Auxiliary Bishop Charles Scicluna
Auxiliary Bishop Charles Scicluna
Bishop Charles Scicluna on Reporter [PBS] • civil unions and gay adoption

Auxiliary Bishop Charles Scicluna says Malta is becoming a “more pluralist society” since legislating for civil unions, gay adoptions and before that, divorce.

Speaking to Reporter, presented by MaltaToday managing editor Saviour Balzan, Scicluna said the  bishops’ rather muted statement on MPs legislating for civil union reflected a “cautious, respectful” position adopted by the Maltese Catholic archdiocese.

“I hope it stays this way. As protagonists of the way the church’s doctrine is preached, us bishops must be aware of the new generation. If we look back to Michael Gonzi, he was part of a clerical generation that was active in politics,” Scicluna said of the archbishop who locked horns with the Labour Party in the 1960s when he issued an interdiction of Labour executive committee members over fears of a communist influence on the party.

“This has changed since Independence, and I think it’s a good development: there is a distinction between political and religious leadership,” Scicluna said.

“But this doesn’t mean a total separation, because conscience should be informed not only by religious motivations, but by human reason. I think it is a development that us bishops are respecting the autonomy of Church and State.”

Scicluna previously said that Catholic MPs who support the civil unions legislation that gave same-sex couples the right to adopt, would be committing “a gravely immoral act”, in comments to the Italian episcopal conference’s newspaper Avvenire. He had said that Catholic lawmakers had the “moral duty” to vote against the bill.

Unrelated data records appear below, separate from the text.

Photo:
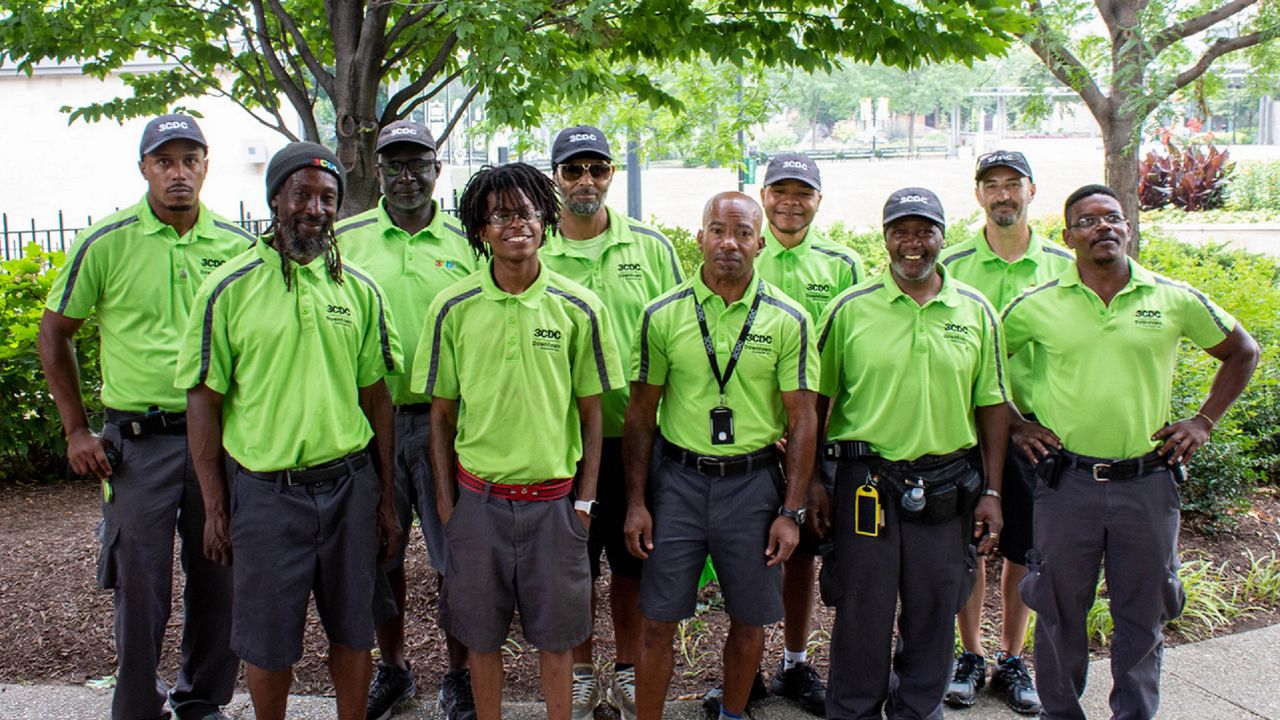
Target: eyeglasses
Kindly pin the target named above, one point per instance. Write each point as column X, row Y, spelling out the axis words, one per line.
column 393, row 168
column 572, row 172
column 1089, row 222
column 503, row 218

After government MPs voted in favour of the bill earlier last week, while the Opposition abstained over its opposition to gay adoptions, the Maltese bishops called on the government to ensure that opposite-sex families are “strengthened”, in a statement issued two days after the introduction of civil unions for both same-sex and opposite-sex couples.

“Although the Creator’s vision of marriage and sexuality is different from the one presented in this law, the Christian community is still duty-bound to show pastoral love towards each person, whoever they may be, and that the doors of the Church remain open to whoever sincerely seeks the Lord,” the church said.

Speaking to Reporter, Scicluna said that the Maltese had received no sort of guidelines from the Vatican over how to deal with the issue.

“But Pope Francis’s vision is clear,” Scicluna said. “One of the beautiful things he said in Evangelii Gaudium, is that the beauty of the gospel is the redemption the Lord gives us through His love for man, in the death and resurrection of His son. Something that struck me is his statement that we are not the ‘church of the sacristy’, but a church must be out there and enter in a dialogue, respectfully but also in a clear way, with the world of today.”

Scicluna, who spent a great part of his career working with former pontiff and cardinal Joseph Ratzinger in the Congregation for the Doctrine of the Faith, pointed out that Malta was no longer the insular, island society it was before.

“We have developed into a more pluralist society. What preoccupies me is the dictatorship of moral relativism, where every idea is given the same weighting… we all have different principles, but we must dialogue on a level where we can speak a language everyone can understand, that of human reason, dignity and the common good.”